Loop Independence

Loop independence is important since loops that are independent can be parallelized. Independent loops can be parallelized in a number of ways, from the course-grained parallelism of OpenMP*, to fine-grained Instruction Level Parallelism (ILP) of vectorization and software pipelining.

Loops are considered independent when the computation of iteration Y of a loop can be done independently of the computation of iteration X. In other words, if iteration 1 of a loop can be computed and iteration 2 simultaneously could be computed without using any result from iteration 1, then the loops are independent.

Occasionally, you can determine if a loop is independent by comparing results from the output of the loop with results from the same loop written with a decrementing index counter.

For example, the loop shown in example 1 might be independent if the code in example 2 generates the same result .

Example

subroutine loop_independent_A (a,b,MAX)

  implicit none

  integer :: j, MAX, a(MAX), b(MAX)

  do j=0, MAX

    a(j) = b(j)

  end do

end subroutine loop_independent_A

subroutine loop_independent_B (a,b,MAX)

  implicit none

  integer :: j, MAX, a(MAX), b(MAX)

  do j=MAX, 0, -1

    a(j) = b(j)

  end do

end subroutine loop_independent_B

When loops are dependent, improving loop performance becomes much more difficult. Loops can be dependent in several, general ways.

The following sections illustrate the different loop dependencies.

Flow Dependency - Read After Write

Cross-iteration flow dependence is created when variables are read then written in different iterations, as shown in the following example:

Example

subroutine flow_dependence (A,MAX)

  implicit none

  integer :: J,MAX

  real :: A(MAX)

  do j=1, MAX

    A(J)=A(J-1)

  end do

end subroutine flow_dependence

The above example is equivalent to the following lines for the first few iterations:

Sample iterations

A[1]=A[0];

A[2]=A[1];

Recurrence relations feed information forward from one iteration to the next.

Example

subroutine time_stepping_loops (a,b,MAX)

  implicit none

  integer :: J,MAX

  real :: a(MAX), b(MAX)

  do j=1, MAX

    a(j) = a(j-1) + b(j)

  end do

end subroutine time_stepping_loops

Most recurrences cannot be made fully parallel. Instead, look for a loop further out or further in to parallelize. You might be able to get more performance gains through unrolling.

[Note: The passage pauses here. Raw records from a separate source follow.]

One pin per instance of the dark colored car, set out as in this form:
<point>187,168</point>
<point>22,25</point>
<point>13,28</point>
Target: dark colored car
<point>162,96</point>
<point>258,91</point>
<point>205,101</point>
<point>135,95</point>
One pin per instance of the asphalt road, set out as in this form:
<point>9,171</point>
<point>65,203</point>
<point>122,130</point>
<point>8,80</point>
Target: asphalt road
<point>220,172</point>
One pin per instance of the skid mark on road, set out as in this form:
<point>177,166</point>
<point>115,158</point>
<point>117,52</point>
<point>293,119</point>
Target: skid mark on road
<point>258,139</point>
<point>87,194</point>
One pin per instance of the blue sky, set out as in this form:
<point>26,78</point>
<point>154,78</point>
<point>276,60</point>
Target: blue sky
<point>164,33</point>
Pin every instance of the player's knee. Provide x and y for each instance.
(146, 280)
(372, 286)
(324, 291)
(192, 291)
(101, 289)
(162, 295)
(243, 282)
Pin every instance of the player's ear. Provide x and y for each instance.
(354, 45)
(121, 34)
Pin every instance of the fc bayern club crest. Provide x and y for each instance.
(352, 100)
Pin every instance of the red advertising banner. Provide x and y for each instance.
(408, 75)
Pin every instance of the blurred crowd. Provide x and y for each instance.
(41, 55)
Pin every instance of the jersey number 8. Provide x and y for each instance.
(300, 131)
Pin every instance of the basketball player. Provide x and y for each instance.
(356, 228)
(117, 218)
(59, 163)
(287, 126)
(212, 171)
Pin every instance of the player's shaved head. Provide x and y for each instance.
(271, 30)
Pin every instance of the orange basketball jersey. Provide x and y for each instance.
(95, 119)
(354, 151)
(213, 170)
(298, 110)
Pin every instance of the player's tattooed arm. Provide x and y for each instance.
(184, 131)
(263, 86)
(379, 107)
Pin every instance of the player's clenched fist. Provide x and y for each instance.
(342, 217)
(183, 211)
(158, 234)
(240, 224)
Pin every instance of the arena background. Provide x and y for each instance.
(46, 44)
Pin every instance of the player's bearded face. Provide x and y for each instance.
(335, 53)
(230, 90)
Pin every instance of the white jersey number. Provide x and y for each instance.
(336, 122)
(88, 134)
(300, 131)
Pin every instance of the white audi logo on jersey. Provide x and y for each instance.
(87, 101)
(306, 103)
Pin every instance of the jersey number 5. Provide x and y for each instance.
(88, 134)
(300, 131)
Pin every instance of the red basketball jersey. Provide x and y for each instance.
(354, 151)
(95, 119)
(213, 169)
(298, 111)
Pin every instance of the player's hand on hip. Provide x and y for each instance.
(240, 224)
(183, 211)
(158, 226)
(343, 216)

Anti Dependency - Write After Read

Cross-iteration anti-dependence is created when variables are written then read in different iterations, as shown in the following example:

Example

subroutine anti_dependence (A,MAX)

  implicit none

  integer :: J,MAX

  real :: a(MAX), b(MAX)

  do J=1, MAX

    A(J)=A(J+1)

  end do

end subroutine anti_dependence

The above example is equivalent to the following lines for the first few iterations:

Sample interations

A[1]=A[2];

A[2]=A[3];

Output Dependency - Write After Write

Cross-iteration output dependence is where variables are written then rewritten in a different iteration. The following example illustrates this type of dependency:

Example

subroutine output_dependence (A,B,C,MAX)

  implicit none

  integer :: J,MAX

  real :: a(MAX), b(MAX), c(MAX)

  do J=1, MAX

    A(J)=B(J)

    A(J+1)=C(J)

  end do

end subroutine output_dependence

The above example is equivalent to the following lines for the first few iterations:

Sample interations

A[1]=B[1];

A[2]=C[1];

A[2]=B[2];

A[3]=C[2];

Reductions

The Intel® compiler can successfully vectorize or software pipeline (SWP) most loops containing reductions on simple math operators like multiplication (*), addition (+), subtraction (-), and division (/). Reductions collapse array data to scalar data by using associative operations:

Example

subroutine reduction (sum,c,MAX)

  implicit none

  integer :: j,MAX

  real :: sum, c(MAX)

  do J=0, MAX

    sum = sum + c(j)

  end do

end subroutine reduction

The compiler might occasionally misidentify a reduction and report flow-, anti-, output-dependencies or sometimes loop-carried memory-dependency-edges; in such cases, the compiler will not vectorize or SWP the loop.